If duration, pixel_size and data_shape are constants, they should be passed to the base class constructor. If these properties may change during operation, the user should override the duration, pixel_size and data_shape properties to provide the correct values dynamically. If the duration is not known in advance (for example, when waiting for a hardware trigger), the Detector should implement the busy function to poll the hardware for the busy state.
If the detector is created with the flag multi_threaded = True, then _fetch() will be called from a worker thread. This way, the rest of the program does not need to wait for transferring data from the hardware, or for computationally expensive processing tasks. OpenWFS automatically prevents any modification of public properties between the calls to _do_trigger() and _fetch(), which means that the _fetch function can safely read (not write) these properties without the chance of a race condition. Care must be taken, however, not to read or write private fields from _fetch, since this is not thread-safe.

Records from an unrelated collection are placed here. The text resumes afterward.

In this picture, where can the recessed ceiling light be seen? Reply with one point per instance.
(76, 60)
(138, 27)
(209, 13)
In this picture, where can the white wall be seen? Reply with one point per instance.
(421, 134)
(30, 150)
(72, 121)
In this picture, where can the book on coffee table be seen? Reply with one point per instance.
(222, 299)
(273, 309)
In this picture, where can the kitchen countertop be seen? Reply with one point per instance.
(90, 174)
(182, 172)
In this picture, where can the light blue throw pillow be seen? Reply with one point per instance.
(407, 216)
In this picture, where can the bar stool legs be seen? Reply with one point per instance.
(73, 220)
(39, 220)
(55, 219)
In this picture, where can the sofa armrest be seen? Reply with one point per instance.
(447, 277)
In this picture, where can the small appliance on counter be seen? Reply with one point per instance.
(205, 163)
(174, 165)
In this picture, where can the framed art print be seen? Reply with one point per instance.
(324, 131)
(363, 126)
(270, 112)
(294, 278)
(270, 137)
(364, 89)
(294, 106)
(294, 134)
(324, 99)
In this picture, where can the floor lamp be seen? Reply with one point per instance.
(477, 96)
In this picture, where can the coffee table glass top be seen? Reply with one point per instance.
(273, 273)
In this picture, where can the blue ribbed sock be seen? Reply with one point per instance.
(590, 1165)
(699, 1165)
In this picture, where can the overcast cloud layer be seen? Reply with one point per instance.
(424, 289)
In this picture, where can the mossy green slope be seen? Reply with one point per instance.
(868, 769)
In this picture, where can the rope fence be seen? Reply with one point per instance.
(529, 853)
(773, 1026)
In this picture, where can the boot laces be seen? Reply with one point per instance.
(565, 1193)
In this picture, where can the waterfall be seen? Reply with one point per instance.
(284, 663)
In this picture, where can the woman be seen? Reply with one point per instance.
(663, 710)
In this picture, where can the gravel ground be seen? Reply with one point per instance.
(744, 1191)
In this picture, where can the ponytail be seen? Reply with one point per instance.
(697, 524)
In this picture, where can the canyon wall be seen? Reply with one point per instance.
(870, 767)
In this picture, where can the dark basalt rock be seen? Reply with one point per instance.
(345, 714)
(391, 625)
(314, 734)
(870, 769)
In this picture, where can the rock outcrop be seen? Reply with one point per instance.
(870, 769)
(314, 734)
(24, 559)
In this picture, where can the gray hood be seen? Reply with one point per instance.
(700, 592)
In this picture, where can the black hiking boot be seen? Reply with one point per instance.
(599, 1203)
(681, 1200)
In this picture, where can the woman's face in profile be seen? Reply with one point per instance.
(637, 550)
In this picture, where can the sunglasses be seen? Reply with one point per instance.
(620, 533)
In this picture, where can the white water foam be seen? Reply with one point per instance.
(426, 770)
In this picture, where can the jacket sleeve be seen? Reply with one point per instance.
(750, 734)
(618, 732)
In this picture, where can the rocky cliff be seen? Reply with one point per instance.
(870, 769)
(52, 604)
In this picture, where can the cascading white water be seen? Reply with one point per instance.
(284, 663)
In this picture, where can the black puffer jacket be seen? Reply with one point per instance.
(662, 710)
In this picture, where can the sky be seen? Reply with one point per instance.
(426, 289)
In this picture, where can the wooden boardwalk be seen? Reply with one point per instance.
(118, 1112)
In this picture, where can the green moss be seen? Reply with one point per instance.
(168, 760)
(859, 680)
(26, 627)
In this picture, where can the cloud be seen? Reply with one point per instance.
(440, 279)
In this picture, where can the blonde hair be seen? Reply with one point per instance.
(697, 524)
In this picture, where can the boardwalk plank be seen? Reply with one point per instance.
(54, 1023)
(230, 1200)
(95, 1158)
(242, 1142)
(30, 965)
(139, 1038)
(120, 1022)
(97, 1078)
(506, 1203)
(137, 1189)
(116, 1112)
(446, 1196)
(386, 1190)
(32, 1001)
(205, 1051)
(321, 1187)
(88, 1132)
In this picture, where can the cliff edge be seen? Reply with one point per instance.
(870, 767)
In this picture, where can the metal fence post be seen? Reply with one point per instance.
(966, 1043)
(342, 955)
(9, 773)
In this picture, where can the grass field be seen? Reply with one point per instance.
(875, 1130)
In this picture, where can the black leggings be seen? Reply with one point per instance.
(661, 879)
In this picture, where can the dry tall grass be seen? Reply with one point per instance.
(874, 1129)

11.4.2. Implementing a processor
To implement a data processing step that dynamically processes data from one or more input detectors, implement a custom processor. This is done by deriving from the Processor base class and implementing the __init__ function. This function should pass a list of all upstream nodes, i.e. all detectors which provide the input signals to the processor, the base class constructor. In addition, the _fetch() method should be implemented to process the data. The framework will wait until the data from all sources is available, and calls _fetch() with this data as input. See the implementation of GaussianNoise or any other processor for an example of how to implement this function.
11.4.3. Implementing an actuator
To implement an actuator, the user should subclass the Actuator base class, and implement whatever properties and logic appropriate to the device. All methods that start the actuator (e.g. update() or move()), should first call self._start() to request a state switch to the moving state. As for detectors, actuators should either specify a static duration` and ``latency if known, or override these properties to return run-time values for the duration and latency. Similarly, if the duration of an action of the actuator is not known in advance, the class should override busy to poll for the action to complete.
11.5. Implementing new algorithms
The algorithms that are included in OpenWFS are implemented as classes with two common attribute: slm and feedback, which respectively hold a PhaseSLM object to control the SLM and a Detector object that returns the feedback signals used in the optimization. For algorithms that support optimizing multiple targets simulaneously, the feedback detector may return an array of values. As can be seen in the example in Listing 3.1, OpenWFS abstracts all hardware interactions in the calls to slm.set_phases and feedback.trigger, so the algorithm does not need to have any information on the nature of SLM or the origin of the feedback signal.
In addition, all algorithms have an execute() method that executes the algoritm and returns the measured transmission matrix, along with statistics about the measurements in a WFSResults structure (see Section 9).
When implementing a new algorithm, it is perfectly acceptable to deviate from this convention. However, if an algorithm follows the convention described above, it can directly be wrapped in a WFSController so that it can be used in Micro-Manager (see Section 10).